Race, Ethnicity and Disability
National Disability Institute envisions a society where all people with disabilities have the same opportunities to achieve employment, financial stability and independence as people without disabilities.
National Disability Institute (NDI) envisions a society where all people with disabilities have the same opportunities to achieve employment, financial stability and independence as people without disabilities. We acknowledge the disability community is diverse and the intentional inclusion of underrepresented groups is required, with Black, Indigenous and Latinx individuals in particular.
The disability community is diverse. NDI has been a leader in the intentional inclusion of underrepresented groups, with a particular focus on Black, Indigenous and Latinx individuals with disabilities.
NDI has been committed and will continue to be intentionally inclusive of race, ethnicity and disability in our research, programs, leadership, partnerships and policy development.
NDI’s proprietary research on race, ethnicity and disability, which began in 2016, has consistently demonstrated that Black, Indigenous and Latinx communities experience the greatest disparities for people with disabilities.
Persons with disabilities who are Black, Indigenous or Latinx have higher poverty rates (36%, 34%, and 28% respectively) than persons with disabilities who are White (23%).
Across all racial/ethnic groups, households with a disabled working-age householder have lower net worth, compared to households without disability ($14,180 versus $83,985). Households with householders who are Black and disabled have the lowest net worth ($1,282).
Lower percentages of persons with disabilities who are also Black (29%) and Latinx (30%) were able to save for unexpected expenses, compared to those who have disabilities and are White (44%).
Current employment projects supported by NDI, with an emphasis on racial and ethnic inclusion, include:
Registered apprenticeship as a key workforce development program, including efforts to create pipelines (such as pre-apprenticeship and other career pathways) that can increase the diversity and inclusion of apprentices.
The development and support of a self-employment community of practice for vocational rehabilitation counselors that includes expanding service options to their consumers to include racial diversity.
A unique partnership between state vocational rehabilitation (VR) agencies and federally-regulated banks through a Community Reinvestment Act (CRA) pilot to meet the employment service needs of youth and adults with disabilities in BIPOC communities.
A CRA pilot that will leverage efforts through bank investment in disability employment by developing ways for banks to work with selected communities, including their local workforce systems, to provide employment-related services to individuals with disabilities who reside in LMI communities primarily comprised of BIPOC individuals.
Current financial inclusion projects supported by NDI include:
Regional convenings that bring together key disability and other minority community partners to design and implement an inclusive community development project that is responsive to the economic challenges of BIPOC Americans with disabilities with a concentration in financial education/counseling, entrepreneurship and small business development and/or workforce development.
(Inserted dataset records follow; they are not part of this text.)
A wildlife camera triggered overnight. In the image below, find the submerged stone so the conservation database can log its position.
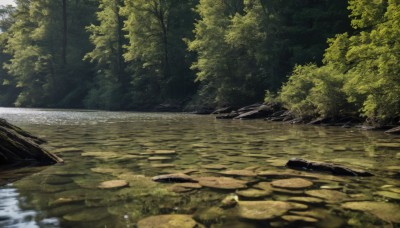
[282,215,318,222]
[168,183,201,193]
[99,180,128,189]
[271,178,313,188]
[201,165,226,170]
[306,189,348,202]
[197,177,247,189]
[342,201,400,223]
[288,196,324,203]
[63,207,108,222]
[375,191,400,200]
[151,173,197,183]
[221,194,239,207]
[238,201,307,220]
[221,169,257,177]
[150,164,175,168]
[137,214,197,228]
[154,150,176,155]
[236,188,272,198]
[253,182,273,193]
[193,207,225,224]
[147,156,172,161]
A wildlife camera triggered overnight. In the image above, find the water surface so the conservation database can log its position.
[0,108,400,227]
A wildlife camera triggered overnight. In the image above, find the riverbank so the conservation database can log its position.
[193,103,400,134]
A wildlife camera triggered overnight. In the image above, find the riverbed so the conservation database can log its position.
[0,108,400,227]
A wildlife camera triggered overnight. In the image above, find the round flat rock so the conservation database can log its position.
[236,188,272,198]
[342,201,400,223]
[221,169,257,177]
[238,201,307,220]
[137,214,197,228]
[151,173,197,183]
[282,215,318,222]
[197,177,247,189]
[99,180,128,189]
[271,178,313,189]
[306,189,348,202]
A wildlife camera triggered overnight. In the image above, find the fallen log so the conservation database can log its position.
[0,119,63,169]
[286,158,373,177]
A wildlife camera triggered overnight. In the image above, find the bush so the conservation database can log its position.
[279,64,349,118]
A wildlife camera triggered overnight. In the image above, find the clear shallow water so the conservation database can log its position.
[0,108,400,227]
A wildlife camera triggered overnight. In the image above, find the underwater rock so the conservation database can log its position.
[0,119,63,168]
[99,180,128,189]
[151,173,198,183]
[238,201,308,220]
[385,126,400,134]
[342,201,400,223]
[193,207,225,224]
[221,194,239,208]
[306,189,349,202]
[167,183,202,193]
[197,177,247,189]
[220,169,257,177]
[286,158,373,177]
[375,191,400,200]
[236,188,272,198]
[282,215,318,222]
[271,178,313,189]
[288,196,324,203]
[137,214,198,228]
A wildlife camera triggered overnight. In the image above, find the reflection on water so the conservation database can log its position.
[0,108,400,227]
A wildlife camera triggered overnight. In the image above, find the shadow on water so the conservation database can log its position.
[0,109,400,228]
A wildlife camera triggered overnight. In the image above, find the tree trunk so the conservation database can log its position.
[0,119,63,168]
[61,0,68,65]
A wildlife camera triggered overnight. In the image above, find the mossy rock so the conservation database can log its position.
[342,201,400,223]
[221,194,239,208]
[63,207,109,222]
[201,165,226,170]
[99,180,128,189]
[374,191,400,200]
[167,183,201,193]
[282,215,318,223]
[151,173,197,183]
[147,156,172,161]
[238,201,308,220]
[306,189,349,202]
[253,182,273,192]
[193,207,225,224]
[271,178,313,189]
[196,177,247,189]
[236,188,272,198]
[288,196,324,204]
[137,214,197,228]
[220,169,257,177]
[153,150,176,155]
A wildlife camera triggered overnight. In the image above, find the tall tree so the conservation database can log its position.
[0,5,19,106]
[6,0,97,107]
[85,0,129,109]
[122,0,197,108]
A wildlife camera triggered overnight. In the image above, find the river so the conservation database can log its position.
[0,108,400,227]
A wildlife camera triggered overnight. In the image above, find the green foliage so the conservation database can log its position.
[5,0,97,107]
[84,0,129,110]
[121,0,197,106]
[280,64,348,118]
[281,0,400,123]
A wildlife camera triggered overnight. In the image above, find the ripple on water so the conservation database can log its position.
[0,108,400,227]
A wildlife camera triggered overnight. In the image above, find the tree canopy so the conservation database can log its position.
[0,0,400,122]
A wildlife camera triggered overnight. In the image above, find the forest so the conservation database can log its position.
[0,0,400,123]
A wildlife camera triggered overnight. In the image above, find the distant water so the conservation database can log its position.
[0,108,400,227]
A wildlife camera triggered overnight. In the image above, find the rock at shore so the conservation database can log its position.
[286,158,373,177]
[0,119,63,168]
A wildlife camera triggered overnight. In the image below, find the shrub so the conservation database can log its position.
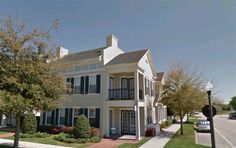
[74,115,91,139]
[20,134,34,138]
[53,133,71,142]
[90,136,101,143]
[38,125,58,134]
[34,132,50,138]
[91,128,100,137]
[145,128,156,137]
[22,113,37,134]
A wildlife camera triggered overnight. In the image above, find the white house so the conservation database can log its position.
[41,35,164,139]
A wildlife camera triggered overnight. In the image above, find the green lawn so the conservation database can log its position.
[5,135,89,148]
[117,137,151,148]
[164,118,208,148]
[0,144,12,148]
[0,130,9,134]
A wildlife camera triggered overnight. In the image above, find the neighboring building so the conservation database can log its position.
[41,35,161,139]
[154,72,167,124]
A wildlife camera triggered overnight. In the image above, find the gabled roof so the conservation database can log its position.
[106,49,148,65]
[156,72,164,81]
[59,47,107,62]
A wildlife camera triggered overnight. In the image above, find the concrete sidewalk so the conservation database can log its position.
[140,124,180,148]
[140,116,187,148]
[0,139,68,148]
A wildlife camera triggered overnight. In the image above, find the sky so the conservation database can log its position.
[0,0,236,102]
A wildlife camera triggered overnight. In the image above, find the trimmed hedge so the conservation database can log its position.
[74,115,91,139]
[22,113,37,134]
[38,125,74,134]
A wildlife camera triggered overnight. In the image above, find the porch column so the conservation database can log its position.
[135,103,141,140]
[134,71,139,100]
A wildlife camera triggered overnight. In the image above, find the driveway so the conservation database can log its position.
[196,115,236,148]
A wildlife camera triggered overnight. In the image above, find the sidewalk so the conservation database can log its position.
[0,139,68,148]
[140,116,187,148]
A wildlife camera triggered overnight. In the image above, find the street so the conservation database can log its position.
[196,115,236,148]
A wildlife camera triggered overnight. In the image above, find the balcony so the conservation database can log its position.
[108,88,134,100]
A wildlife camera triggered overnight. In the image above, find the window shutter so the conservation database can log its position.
[84,108,88,118]
[79,108,84,115]
[71,78,74,93]
[80,77,84,94]
[96,75,101,93]
[69,108,73,126]
[55,108,59,125]
[85,76,89,94]
[42,112,46,125]
[51,110,55,125]
[95,108,100,128]
[64,108,69,125]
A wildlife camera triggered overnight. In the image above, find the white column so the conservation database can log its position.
[134,71,139,100]
[135,104,141,140]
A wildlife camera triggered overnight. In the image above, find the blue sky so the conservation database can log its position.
[0,0,236,101]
The implementation of three regional roundtables focused on racial and economic equity. Each roundtable brings together disability partners, social justice organizations, and financial institutions to identify concrete steps each community can take to strengthen the financial stability and financial resilience of individuals at the intersection of race or ethnicity, poverty and disability.
National Disability Institute celebrated more than five years of leadership on financial inclusion for people who live at the intersection of race/ethnicity and disability through a National Convening that took place on December 7, 2021. The event featured funders and partners that work on economic and racial equity. NDI staff shared our latest research, findings from our work and concrete steps that organizations can jointly take to address the barriers to financial stability and financial resilience that contribute to the wealth gap.
Visit the National Convening webpage for an archived recording of the event, including a transcript and PPT presentation.
The Financial Resilience Center provides go-to resources and tools to help those with disabilities and chronic health conditions navigate financially through the COVID-19 pandemic and other crisises. Now in its second year, the Financial Resilience Center will continue to expand outreach to vulnerable groups within the disability community, with an emphasis on engaging people with disabilities in the Black and Latinx communities.
A working group of ABLE NRC Ambassadors and ABLE account holders who live at the intersection of race/ethnicity and disability and who have joined NDI to inform and provide outreach strategies to increase awareness and buy-in of ABLE accounts within BIPOC communities.